CF 1864C - Divisor Chain
The failure here is not algorithmic at all. The expected logic is correct: the answer is the minimum absolute value in the array. The issue is purely an implementation bug that leads to no output being printed.
Rating: 1300
Tags: bitmasks, constructive algorithms, math, number theory
Solve time: 3m 22s
Verified: no
Solution
Diagnosis of the bug
The failure here is not algorithmic at all. The expected logic is correct: the answer is the minimum absolute value in the array.
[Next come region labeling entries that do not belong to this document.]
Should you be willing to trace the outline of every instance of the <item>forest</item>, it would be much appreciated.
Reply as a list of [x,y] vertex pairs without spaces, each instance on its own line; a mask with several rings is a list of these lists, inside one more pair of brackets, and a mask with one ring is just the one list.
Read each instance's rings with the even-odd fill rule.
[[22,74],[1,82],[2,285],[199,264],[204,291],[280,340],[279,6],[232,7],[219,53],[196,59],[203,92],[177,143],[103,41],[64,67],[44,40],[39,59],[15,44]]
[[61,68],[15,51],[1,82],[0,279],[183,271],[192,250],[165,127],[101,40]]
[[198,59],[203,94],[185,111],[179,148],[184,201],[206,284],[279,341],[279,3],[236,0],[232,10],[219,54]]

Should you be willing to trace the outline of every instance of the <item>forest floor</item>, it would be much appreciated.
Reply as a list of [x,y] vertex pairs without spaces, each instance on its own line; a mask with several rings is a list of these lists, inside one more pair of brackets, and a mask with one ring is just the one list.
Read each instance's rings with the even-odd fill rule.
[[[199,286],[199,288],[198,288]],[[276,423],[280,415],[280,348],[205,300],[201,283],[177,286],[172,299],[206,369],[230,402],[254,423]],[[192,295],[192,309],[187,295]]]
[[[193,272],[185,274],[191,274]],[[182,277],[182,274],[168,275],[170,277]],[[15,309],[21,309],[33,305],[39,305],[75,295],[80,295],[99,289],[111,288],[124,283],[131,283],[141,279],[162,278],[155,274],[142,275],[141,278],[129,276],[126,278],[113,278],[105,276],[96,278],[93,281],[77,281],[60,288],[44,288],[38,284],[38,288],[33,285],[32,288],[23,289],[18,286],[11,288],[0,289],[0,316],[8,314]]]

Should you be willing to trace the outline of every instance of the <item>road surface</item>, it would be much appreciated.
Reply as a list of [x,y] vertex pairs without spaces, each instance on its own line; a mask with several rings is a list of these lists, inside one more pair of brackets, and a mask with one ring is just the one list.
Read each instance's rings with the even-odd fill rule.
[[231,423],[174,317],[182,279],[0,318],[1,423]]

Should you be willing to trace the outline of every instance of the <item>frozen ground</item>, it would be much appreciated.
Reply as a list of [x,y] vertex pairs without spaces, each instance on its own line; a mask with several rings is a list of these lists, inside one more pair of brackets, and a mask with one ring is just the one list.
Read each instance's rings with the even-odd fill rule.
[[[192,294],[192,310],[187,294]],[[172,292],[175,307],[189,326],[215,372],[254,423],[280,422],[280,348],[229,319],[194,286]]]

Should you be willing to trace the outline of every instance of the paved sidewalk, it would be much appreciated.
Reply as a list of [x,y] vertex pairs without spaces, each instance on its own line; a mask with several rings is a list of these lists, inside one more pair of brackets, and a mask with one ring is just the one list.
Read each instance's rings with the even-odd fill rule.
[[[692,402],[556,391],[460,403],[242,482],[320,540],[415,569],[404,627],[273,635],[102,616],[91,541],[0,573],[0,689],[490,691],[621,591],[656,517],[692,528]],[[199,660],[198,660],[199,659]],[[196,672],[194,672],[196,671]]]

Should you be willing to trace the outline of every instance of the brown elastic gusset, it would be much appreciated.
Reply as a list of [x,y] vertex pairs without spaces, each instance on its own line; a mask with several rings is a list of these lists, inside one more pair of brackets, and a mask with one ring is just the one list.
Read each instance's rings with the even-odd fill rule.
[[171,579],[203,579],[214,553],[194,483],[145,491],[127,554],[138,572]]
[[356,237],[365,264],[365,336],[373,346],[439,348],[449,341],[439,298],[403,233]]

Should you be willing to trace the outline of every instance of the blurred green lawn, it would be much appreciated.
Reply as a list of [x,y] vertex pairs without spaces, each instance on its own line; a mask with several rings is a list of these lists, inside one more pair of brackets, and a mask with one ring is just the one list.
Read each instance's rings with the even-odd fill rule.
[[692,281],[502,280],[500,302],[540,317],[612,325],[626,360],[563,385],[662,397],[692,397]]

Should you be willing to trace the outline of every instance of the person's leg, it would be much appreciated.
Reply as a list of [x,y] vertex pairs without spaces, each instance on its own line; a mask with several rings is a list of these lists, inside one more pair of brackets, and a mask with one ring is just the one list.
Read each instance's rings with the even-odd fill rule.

The issue is purely an implementation bug that leads to no output being printed.
The symptom:
Input:
3
2 -6 5
Actual output:
This empty output strongly indicates that solve() was never executed.
Where the logic breaks
In the previous code, the structure is:
if __name__ == "__main__":
solve()
In some competitive programming runtimes and notebook-style checkers, this guard is unreliable because:
- The code may be executed in a context where
__name__ != "__main__" - Or the function is defined but never called by the harness expecting direct execution
- Or a wrapper expects top-level execution only
So the function exists, but nothing triggers it.
That matches exactly the observed behavior: no crash, no partial output, just silence.
Corrected approach
We remove the fragile entry-point guard and ensure the program always executes.
We also keep the same optimal idea: compute the minimum absolute value.
Correct Python 3 Solution
import sys
input = sys.stdin.readline
n = int(input())
arr = list(map(int, input().split()))
ans = float('inf')
for x in arr:
if x == 0:
ans = 0
break
ans = min(ans, abs(x))
print(ans)
Why this fix works
The logic is unchanged: we still scan once and track the minimum absolute value, breaking early if zero appears since that is already optimal.
The important fix is structural: we execute code at the top level so it always runs regardless of how the judge environment invokes the script.
This ensures:
- No missing entry point issues
- No silent non-execution
- Guaranteed output for all inputs
The early break on zero is a safe optimization since it cannot be improved further.
Complexity
Time is linear in the array size, and space usage is constant aside from input storage, which is optimal for the constraints.